Asthma and hospitalization

Sometime people with asthma need treatment in the hospital. This can happen if you have an asthma attack that has very severe symptoms, and you need emergency care to treat them. In other cases, people who have severe persistent asthma may need to have intensive treatment in the hospital as recommended by their healthcare providers.

How do I know if my asthma attack is severe enough that I need to go to the hospital?

Having an Asthma Action Plan that you designed with your healthcare provider is an important tool for deciding whether your symptoms are severe enough that you should go to the hospital.1-2 You should always follow your own healthcare providers’ advice about when to seek emergency treatment. However, the following severe symptoms can be very dangerous if not treated right away in the hospital:

  • You have shortness of breath that makes it hard to talk or walk
  • Your lips or fingernails have turned blue
  • You have wheezing or shortness of breath that does not go away after taking your rescue medication(s)

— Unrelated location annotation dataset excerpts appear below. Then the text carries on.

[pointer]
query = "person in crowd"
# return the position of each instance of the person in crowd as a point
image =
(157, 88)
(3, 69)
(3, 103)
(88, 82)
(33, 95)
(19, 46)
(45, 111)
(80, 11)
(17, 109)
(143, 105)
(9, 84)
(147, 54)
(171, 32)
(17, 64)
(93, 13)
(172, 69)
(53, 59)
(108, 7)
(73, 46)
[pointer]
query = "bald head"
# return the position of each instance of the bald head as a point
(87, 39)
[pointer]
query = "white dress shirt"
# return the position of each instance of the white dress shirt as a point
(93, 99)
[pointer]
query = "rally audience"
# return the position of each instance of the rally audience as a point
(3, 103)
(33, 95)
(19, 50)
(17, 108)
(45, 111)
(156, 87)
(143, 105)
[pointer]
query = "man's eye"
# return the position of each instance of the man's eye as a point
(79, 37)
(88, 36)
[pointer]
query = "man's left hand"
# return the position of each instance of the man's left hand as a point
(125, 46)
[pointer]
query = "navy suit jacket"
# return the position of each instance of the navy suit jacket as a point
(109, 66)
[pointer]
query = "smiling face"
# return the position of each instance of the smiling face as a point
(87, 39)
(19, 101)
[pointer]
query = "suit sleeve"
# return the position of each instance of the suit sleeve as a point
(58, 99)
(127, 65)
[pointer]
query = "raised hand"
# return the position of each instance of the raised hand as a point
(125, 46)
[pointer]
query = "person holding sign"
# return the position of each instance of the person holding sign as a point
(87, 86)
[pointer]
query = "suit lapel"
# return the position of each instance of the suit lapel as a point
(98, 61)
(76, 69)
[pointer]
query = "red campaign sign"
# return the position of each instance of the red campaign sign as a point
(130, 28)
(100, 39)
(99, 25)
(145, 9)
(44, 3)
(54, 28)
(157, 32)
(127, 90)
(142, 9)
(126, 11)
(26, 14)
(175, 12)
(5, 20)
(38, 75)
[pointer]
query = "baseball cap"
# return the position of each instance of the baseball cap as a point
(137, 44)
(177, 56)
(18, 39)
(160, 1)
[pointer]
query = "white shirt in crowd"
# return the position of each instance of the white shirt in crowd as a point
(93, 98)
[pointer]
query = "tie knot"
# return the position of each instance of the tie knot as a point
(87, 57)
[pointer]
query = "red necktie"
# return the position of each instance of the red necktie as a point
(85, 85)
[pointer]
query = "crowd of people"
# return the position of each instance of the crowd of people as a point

If you have these types of severe symptoms during an asthma attack, you should seek emergency care immediately. On the way to the hospital or while waiting for the ambulance, you should take your prescribed quick-acting medicine as detailed in your Action Plan if you haven’t already done so.
What kinds of emergency treatments are provided in the hospital?
When you arrive at the hospital during a severe asthma attack, healthcare providers will examine you and decide about the best course of treatment to get your asthma under control as quickly as possible. You should try to remember to bring along your Asthma Action Plan, so that they will know about your usual treatment regimen.
Treatments that can be used to help control your asthma attack include2:

  • Bronchodilators (such as albuterol or ipratropium), delivered through an inhaler or a nebulizer, can help to open up your airways
  • Corticosteroids, taken in a pill or through an IV, can help to reduce inflammation in the lungs

If your asthma attack is very severe and dangerous, you may need to have a breathing tube inserted down your throat and into your airway. A machine then pumps oxygen into your body so that you can breathe while other medicines help to control the attack.
While you are in the hospital, you will be asked to take lung function tests to measure how well the treatments are working to control and relieve your symptoms. Once your attack is under control, these tests can also be used regularly to help monitor your symptoms and predict when another attack may be on the way.1

How long will I need to stay in the hospital?

How long you stay in the hospital will depend on how severe your symptoms are, and how well they respond to the treatments you receive.2 Your healthcare providers may need you to stay in the emergency room for a certain amount of time after your attack is under control, to make sure that you don’t have another attack.
If your symptoms are not responding well enough to the emergency treatment, then you may need to be admitted to the hospital for a longer stay. In some cases, you might need to breathe oxygen through a mask and receive medications regularly over one or more days.